Nampañarinea’e ty fifokoa’ i Beniamine amo hasavereña’eo, le rinambe ty hasavereña’ i Matrý; vaho rinambe’e t’i Saole ana’ i Kise; aa le pinay re fa tsy nioniñe.
22 Toen vraagden zij verder den HEERE, of die man nog derwaarts komen zou? De HEERE dan zeide: Ziet, hij heeft zich tussen de vaten verstoken.
Nañontanea’ iareo indraike t’Iehovà: Fa pok’atoy hao indatiy? Le hoe ty natoi’ Iehovà, Ingo ie mietak’ amo kilankañeo.
23 Zij nu liepen, en namen hem van daar, en hij stelde zich in het midden des volks; en hij was hoger dan al het volk, van zijn schouder en opwaarts.
Aa le nihitrihitry mb’eo iereo nanga­lak’ aze; ie nijohañe añivo’ ondatio, le niabo te amy ze ondaty eo, mifototse an-tsoro’e mañambone.
24 Toen zeide Samuel tot het ganse volk: Ziet gij, dien de HEERE verkoren heeft? Want gelijk hij, is er niemand onder het ganse volk. Toen juichte het ganse volk, en zij zeiden: de koning leve!
Le hoe t’i Samoele am’ ondaty iabio: Hehe ty jinobo’ Iehovà, vaho tsy ama’ ondaty iabio ty mañirinkiriñe aze. Le nipazake ty hoe ondaty iabio: Lava havelo o mpanjakao.
25 Samuel nu sprak tot het volk het recht des koninkrijks, en schreef het in een boek, en legde het voor het aangezicht des HEEREN. Toen liet Samuel het ganse volk gaan, elk naar zijn huis.

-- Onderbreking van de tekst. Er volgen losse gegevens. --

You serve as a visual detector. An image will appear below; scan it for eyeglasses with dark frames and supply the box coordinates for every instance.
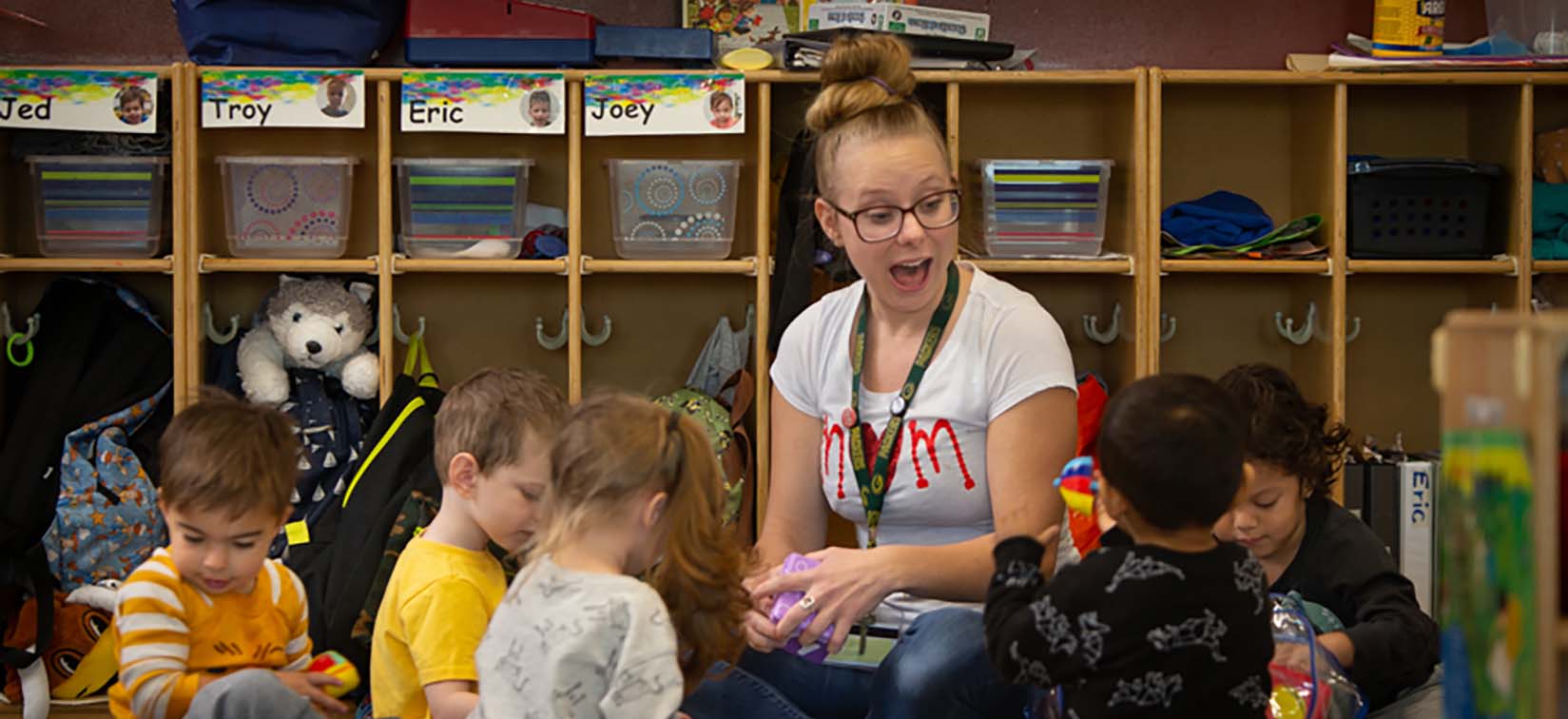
[823,190,962,242]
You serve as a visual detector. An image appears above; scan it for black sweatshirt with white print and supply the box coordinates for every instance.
[985,537,1273,719]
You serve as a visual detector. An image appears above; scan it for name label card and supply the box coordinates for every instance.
[401,70,566,135]
[0,68,159,135]
[201,69,365,128]
[583,72,746,137]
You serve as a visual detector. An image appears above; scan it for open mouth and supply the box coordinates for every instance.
[889,258,932,292]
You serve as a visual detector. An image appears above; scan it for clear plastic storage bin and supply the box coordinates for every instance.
[1486,0,1568,55]
[607,160,740,259]
[977,160,1114,258]
[218,155,359,259]
[392,157,533,259]
[27,155,169,258]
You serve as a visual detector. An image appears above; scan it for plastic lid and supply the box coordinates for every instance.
[392,157,533,168]
[25,155,169,165]
[604,157,745,168]
[976,159,1116,169]
[720,48,773,70]
[218,155,359,165]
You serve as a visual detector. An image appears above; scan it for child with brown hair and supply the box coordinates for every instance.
[370,369,566,719]
[1215,364,1438,711]
[474,394,748,719]
[109,393,346,719]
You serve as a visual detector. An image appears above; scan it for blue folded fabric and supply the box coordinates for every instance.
[1160,190,1273,246]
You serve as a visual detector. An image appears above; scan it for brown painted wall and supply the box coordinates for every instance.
[0,0,1486,69]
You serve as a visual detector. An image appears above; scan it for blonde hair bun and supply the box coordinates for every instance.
[806,33,914,133]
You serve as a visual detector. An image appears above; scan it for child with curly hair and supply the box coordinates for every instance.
[1215,364,1438,709]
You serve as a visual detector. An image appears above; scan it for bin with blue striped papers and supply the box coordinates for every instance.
[27,155,169,258]
[977,160,1114,258]
[392,157,533,259]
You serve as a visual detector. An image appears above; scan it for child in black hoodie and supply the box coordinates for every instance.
[1215,364,1440,711]
[985,376,1273,719]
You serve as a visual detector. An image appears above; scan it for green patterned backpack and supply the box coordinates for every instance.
[654,369,756,541]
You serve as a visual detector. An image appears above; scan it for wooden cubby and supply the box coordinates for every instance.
[0,65,1568,712]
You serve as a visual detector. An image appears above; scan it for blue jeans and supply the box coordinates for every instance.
[681,608,1030,719]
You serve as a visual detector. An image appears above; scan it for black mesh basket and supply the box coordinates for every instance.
[1348,159,1505,259]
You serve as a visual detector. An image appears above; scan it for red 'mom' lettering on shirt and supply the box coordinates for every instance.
[909,419,976,490]
[822,415,843,499]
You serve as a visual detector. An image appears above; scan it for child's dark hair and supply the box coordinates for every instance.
[159,388,300,519]
[1099,374,1247,529]
[1220,364,1350,496]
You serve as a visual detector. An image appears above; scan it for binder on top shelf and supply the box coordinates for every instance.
[784,29,1013,69]
[1397,461,1440,615]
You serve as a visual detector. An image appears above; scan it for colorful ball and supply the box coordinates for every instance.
[304,651,359,699]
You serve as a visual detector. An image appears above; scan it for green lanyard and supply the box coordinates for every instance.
[850,262,958,548]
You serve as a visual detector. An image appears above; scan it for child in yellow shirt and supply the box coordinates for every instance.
[109,394,346,719]
[370,369,566,719]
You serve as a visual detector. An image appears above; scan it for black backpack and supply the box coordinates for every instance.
[0,277,174,668]
[285,338,445,675]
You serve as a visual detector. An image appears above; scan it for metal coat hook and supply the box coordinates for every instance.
[201,301,240,345]
[533,309,568,350]
[1275,301,1317,343]
[582,314,614,347]
[392,301,425,343]
[0,301,39,367]
[1083,301,1121,343]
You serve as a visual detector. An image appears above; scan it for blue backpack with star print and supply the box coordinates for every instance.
[28,280,174,592]
[270,367,377,557]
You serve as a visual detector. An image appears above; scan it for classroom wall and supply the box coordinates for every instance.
[0,0,1486,69]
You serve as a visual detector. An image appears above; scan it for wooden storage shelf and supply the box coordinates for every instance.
[1350,259,1520,275]
[1344,275,1518,451]
[969,258,1132,275]
[0,256,174,273]
[1160,275,1338,403]
[0,65,1568,684]
[392,254,568,275]
[582,256,757,275]
[1160,258,1329,275]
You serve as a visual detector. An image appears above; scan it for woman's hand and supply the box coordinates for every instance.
[748,546,894,654]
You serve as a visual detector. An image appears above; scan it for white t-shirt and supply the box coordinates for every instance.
[771,261,1077,627]
[469,555,684,719]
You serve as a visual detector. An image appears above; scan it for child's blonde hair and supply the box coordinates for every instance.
[530,393,749,690]
[435,367,566,487]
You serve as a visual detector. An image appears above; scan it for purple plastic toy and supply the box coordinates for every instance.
[768,553,833,664]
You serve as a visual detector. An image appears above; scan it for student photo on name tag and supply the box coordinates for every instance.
[114,87,152,126]
[315,77,355,118]
[520,89,561,128]
[703,89,740,130]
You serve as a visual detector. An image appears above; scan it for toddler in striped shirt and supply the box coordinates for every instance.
[109,396,348,719]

Tinaro’ i Samoele am’ ondatio amy zao ty sata’ o fifeheañeo naho sinoki’e am-boke, vaho nahaja’e añatrefa’ Iehovà. Nampolie’ i Samoele amy zao ondatio songa mb’ añ’ anjomba’e mb’eo.
26 En Saul ging ook naar zijn huis te Gibea, en van het heir gingen met hem, welker hart God geroerd had.
Le nimb’añ’ akiba’e mb’e Gibeà ka t’i Saole; vaho nindre ama’e mb’eo o fanalolahy nedrèn’ Añahareo.
27 Doch de kinderen Belials zeiden: Wat zou ons deze verlossen? en zij verachtten hem, en brachten hem geen geschenk. Doch hij was als doof.
Fa hoe ka o tsivokatseo: Aia ty haharombaha’ ondatio antika? Nisirikae’ iareo, ie tsy nañendesañe ravoravo, f’ie nitàm-pianjiñañe avao.